Thunder beat the air, but Izzy pushed past them, and into the kitchen. "I'll make some hot tea," she called. "John, get dry clothes out of our closet for Abby and Jake. And find something for Ricky."

"Do we have a thermometer?" Abby asked, and Terry hurried to get the one in the master bathroom.

Terry came back, gave it to Abby and watched as she knelt to take the temperature of the little boy who had settled on Jake's lap.

"Why didn't you tell us they weren't feeling well?"

"I didn't want you guys to worry." Abby glanced up at Terry, paused to stand and give Terry a tight hug. "It's so good to be home." She kissed Terry's cheek, then knelt to retake Ricky's temperature. "A hundred and three."

"Izzy, Ricky has a fever."

"I'm coming," Izzy called. She hurried into the living room with a clear plastic, sippy cup of orange juice. "Does Jake have a fever?" she asked Abby.

Abby read the digital thermometer and nodded. "A hundred and two."
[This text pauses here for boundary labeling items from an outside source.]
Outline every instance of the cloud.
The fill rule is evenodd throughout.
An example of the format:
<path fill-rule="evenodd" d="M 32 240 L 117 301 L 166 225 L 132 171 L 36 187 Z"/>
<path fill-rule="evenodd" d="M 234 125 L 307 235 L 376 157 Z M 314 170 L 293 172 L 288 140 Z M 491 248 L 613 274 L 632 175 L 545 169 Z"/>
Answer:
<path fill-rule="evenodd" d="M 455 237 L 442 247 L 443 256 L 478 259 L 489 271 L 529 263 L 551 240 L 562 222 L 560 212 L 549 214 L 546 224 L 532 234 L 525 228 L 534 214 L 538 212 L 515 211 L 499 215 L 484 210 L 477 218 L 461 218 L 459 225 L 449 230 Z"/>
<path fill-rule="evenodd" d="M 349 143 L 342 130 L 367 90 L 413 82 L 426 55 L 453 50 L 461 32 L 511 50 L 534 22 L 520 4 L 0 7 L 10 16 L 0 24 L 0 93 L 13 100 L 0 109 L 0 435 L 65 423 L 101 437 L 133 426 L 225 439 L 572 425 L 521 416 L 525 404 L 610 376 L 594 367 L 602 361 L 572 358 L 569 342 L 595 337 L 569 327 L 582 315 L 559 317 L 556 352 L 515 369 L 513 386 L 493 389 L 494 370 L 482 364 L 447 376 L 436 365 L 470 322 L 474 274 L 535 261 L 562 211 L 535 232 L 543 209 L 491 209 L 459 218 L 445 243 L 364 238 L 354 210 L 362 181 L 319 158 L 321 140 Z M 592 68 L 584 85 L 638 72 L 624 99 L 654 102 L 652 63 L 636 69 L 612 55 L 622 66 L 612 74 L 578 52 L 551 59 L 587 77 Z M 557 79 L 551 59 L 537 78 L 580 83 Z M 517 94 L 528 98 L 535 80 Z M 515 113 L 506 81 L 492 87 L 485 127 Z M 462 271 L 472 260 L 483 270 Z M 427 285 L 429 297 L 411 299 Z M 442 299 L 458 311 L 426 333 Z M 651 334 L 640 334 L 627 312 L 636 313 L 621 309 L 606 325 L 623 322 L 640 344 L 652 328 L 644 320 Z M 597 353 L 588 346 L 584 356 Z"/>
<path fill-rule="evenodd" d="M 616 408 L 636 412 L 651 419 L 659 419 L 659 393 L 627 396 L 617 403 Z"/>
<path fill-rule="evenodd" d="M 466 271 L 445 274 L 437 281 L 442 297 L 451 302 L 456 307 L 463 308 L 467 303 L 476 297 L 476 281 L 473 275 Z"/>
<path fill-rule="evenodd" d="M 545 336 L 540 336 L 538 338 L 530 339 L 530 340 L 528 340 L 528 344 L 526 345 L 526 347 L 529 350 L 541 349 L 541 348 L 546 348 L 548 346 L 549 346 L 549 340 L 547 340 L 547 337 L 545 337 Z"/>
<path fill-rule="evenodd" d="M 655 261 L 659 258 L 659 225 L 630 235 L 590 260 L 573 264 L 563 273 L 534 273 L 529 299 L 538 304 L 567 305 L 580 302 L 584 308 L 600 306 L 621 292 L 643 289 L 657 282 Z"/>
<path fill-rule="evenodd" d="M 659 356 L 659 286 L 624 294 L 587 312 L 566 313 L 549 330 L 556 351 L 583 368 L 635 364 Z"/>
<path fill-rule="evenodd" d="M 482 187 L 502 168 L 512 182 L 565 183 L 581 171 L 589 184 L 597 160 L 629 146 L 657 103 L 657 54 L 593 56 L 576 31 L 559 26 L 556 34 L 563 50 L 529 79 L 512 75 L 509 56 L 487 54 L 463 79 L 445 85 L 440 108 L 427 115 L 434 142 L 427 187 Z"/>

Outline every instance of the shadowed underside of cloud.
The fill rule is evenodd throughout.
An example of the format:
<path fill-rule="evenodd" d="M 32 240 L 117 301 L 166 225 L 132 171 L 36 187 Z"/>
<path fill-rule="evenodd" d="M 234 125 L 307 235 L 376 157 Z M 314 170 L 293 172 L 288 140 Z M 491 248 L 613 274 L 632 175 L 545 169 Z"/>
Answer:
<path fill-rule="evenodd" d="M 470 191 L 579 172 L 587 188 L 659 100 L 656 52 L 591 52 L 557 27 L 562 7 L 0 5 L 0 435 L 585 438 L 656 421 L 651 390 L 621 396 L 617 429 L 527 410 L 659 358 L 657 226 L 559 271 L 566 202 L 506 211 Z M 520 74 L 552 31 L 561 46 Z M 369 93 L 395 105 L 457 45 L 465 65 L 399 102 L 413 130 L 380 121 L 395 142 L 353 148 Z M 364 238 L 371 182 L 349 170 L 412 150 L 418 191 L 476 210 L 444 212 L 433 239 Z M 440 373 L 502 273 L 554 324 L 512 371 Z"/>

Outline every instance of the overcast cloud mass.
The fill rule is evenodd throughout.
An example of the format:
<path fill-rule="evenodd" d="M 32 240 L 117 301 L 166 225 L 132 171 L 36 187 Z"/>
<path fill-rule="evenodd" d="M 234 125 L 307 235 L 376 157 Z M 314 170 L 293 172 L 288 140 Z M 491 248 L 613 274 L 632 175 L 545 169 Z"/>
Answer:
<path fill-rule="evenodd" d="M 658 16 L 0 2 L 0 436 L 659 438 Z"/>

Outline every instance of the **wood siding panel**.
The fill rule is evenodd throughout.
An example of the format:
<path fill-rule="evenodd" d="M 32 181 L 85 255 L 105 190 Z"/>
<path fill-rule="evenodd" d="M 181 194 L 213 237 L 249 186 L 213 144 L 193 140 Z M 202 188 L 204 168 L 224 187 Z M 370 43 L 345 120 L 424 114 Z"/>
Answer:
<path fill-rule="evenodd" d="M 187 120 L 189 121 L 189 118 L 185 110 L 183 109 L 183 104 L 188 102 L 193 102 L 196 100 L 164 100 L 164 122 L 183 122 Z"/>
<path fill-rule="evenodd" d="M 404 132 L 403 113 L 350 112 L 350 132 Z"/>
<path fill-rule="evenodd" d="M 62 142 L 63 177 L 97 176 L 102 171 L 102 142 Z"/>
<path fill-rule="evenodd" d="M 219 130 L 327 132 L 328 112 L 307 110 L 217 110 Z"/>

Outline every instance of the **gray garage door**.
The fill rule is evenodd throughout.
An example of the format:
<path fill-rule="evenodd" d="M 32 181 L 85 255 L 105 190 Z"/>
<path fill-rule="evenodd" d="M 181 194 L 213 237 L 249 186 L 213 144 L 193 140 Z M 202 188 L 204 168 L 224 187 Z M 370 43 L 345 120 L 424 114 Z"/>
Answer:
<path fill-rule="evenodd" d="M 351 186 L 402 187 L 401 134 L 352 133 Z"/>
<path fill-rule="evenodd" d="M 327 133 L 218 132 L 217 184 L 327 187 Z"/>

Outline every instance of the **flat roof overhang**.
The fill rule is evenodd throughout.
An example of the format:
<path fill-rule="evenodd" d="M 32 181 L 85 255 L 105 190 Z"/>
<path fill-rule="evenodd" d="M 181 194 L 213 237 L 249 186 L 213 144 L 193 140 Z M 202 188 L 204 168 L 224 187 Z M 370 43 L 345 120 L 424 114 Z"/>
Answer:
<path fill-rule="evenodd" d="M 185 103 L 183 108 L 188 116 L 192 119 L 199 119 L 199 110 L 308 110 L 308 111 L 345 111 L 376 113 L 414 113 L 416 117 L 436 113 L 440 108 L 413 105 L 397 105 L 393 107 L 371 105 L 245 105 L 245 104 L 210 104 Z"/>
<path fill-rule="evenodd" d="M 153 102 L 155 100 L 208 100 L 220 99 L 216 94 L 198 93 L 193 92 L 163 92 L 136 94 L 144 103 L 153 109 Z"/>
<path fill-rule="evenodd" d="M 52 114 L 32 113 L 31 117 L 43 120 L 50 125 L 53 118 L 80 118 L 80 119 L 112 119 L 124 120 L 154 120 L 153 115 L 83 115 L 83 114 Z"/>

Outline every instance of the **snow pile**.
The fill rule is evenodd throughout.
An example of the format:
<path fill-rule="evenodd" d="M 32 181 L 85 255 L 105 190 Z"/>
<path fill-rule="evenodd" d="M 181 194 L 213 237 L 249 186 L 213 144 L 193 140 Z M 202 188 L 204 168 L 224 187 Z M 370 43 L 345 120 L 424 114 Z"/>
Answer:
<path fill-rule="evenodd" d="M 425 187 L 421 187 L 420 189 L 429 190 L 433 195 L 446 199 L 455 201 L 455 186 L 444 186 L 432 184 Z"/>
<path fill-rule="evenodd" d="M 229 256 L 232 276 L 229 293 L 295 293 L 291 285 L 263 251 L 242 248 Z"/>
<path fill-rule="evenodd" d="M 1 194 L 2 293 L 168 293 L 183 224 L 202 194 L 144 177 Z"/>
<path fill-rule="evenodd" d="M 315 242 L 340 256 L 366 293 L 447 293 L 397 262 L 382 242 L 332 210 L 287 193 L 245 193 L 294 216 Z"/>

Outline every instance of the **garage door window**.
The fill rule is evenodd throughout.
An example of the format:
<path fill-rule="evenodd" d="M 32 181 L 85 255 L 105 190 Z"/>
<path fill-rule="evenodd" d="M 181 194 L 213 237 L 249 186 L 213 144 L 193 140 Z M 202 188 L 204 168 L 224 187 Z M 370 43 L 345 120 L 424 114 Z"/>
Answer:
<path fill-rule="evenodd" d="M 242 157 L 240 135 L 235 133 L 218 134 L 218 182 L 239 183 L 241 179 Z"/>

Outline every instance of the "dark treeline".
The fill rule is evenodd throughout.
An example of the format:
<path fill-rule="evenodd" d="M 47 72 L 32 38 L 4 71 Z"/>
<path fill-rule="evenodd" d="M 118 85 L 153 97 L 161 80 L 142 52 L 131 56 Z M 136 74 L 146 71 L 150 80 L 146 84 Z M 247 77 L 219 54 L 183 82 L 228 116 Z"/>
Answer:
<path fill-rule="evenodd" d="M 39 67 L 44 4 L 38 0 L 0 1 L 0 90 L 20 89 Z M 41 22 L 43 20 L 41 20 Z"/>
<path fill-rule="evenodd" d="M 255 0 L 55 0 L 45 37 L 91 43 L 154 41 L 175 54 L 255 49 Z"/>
"I don't feel good." Ricky hugged his toy firefighter and looked up at Jake as Jake sneezed.

"That makes two of us." Jake accepted the Kleenex Terry offered. "It's great to see you again, Uncle Terry. It's nice to know I won't have to catch a plane back to San Diego. I feel like I'm only here for the advisory board."

Terry laughed. "Don't worry, you'll get used to it."

Jake coughed and closed his eyes. "I feel hot."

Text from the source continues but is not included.